第8話

「すぅ……すぅ……すぅ……」


 気持ちよさそうな寝息をたて、僕の前で眠っている一人の女性。

 

「ふぅー。とりあえずこれで問題なさそうかな?」

 

 僕の家の天井へと落ちていた血塗れで今にも死にそうだった女性を僕の一室へと寝かせ、僕の家にある雀の涙のような少ない医療器具を使ってなんとか彼女の出血を抑えた僕は深く息を吐く。

 パッと見た感じでしかないが、彼女から死が遠ざかっているように認識出来る。 

 多分、これで大丈夫だろう。


「……さて、と。問題はどこに連絡するからだよな」

  

 これだけボロボロになり、死んでもおかしくないような怪我を負っているのだ。

 普通であれば、救急車を呼ぶのが正解なのだろうが……この女性が普通出ない可能性がある。

 この世界にスキルが誕生し、世界情勢が荒れる似合わせてこの世界の裏側も濃くなっているのだ……一般人であってもある程度認知出来るほどに。

 戦闘に適した服を着こなし、血塗れになって倒れていた女性……果たしてこの人は普通の人なのだろうか?


「うぅむ……」

 

 これで救急車を呼んだはずなのに、うちの家にどこかの国の特殊部隊が突入してきましたとなったら目も当てられない。

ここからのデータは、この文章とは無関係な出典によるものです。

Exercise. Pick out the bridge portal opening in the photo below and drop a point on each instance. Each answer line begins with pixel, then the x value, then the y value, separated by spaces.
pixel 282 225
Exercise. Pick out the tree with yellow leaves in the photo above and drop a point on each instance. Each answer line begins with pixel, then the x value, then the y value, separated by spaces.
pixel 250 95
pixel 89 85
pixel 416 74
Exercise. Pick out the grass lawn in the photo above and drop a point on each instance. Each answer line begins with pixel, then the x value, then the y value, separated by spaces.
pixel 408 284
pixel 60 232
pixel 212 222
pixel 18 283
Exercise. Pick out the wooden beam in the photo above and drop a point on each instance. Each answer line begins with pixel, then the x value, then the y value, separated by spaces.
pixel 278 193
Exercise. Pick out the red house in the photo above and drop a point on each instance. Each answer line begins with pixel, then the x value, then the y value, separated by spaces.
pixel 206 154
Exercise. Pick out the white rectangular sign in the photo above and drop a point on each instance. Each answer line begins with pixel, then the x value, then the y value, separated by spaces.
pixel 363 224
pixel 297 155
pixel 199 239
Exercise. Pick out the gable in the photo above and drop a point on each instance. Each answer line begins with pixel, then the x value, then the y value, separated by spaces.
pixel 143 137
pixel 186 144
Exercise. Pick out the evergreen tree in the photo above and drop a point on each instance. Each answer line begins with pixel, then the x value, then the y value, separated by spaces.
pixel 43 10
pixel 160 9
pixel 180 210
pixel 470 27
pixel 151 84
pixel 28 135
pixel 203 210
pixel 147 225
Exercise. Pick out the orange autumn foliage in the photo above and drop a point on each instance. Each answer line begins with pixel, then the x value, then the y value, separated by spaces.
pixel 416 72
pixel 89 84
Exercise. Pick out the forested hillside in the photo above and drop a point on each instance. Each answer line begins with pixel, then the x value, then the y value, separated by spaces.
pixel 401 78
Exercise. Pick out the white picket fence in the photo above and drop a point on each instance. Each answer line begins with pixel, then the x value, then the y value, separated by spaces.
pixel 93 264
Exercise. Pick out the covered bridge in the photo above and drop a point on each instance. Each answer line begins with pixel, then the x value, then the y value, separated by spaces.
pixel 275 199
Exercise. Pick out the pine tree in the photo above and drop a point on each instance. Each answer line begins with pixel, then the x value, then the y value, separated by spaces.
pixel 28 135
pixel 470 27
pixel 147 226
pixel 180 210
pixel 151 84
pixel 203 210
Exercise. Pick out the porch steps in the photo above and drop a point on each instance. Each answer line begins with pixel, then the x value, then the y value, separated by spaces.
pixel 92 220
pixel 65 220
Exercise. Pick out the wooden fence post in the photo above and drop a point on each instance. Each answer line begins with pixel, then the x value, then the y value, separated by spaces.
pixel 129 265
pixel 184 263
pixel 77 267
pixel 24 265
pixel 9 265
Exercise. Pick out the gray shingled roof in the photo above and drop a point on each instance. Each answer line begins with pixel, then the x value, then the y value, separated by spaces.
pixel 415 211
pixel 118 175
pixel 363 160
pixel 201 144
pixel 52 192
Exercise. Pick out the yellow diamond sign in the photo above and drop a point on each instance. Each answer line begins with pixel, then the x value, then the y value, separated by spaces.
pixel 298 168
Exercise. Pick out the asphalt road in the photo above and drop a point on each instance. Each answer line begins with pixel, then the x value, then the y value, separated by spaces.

 僕が死ぬことも拘束されることもないが、家が壊されることはある……家が壊されたら本気で泣く。

 ここは僕に残された唯一の財産なのだ。


「う、うぅ……」


「おや?」

 

 どう対処するべきか。

 僕が悩んでいると、目の前で眠っている女性が体を動かし、小さくうめき声を上げる。


「んんっ……」

 

 そして、ゆっくりと目を開かせる。


「おぉ!起きたのか」

 

 寝ていた女性が起きた。

 これならば僕が一人で悩み続ける理由はないだろう。

 鬼が出るか蛇が出るか……それはわからないが、とりあえず事態は進んでくれるはずだ。


「ん……?」

 

 座っていた僕が女性の方へと身を乗り出した瞬間……なんか嫌な死の予感を感じたと思ったが時には既に時遅し。


「……ぁ」

 

 目の前にいたはずの女性の姿はどこにもなくなり、僕の体は浮遊感を感じ取る。

 いや、違う。

 体が無くなり、首だけとなって落ちているのだ。


「はへ?」

 

 体が床の染みとなり、首だけとなって床を転がる僕は突然の事態に首を傾げたのだた。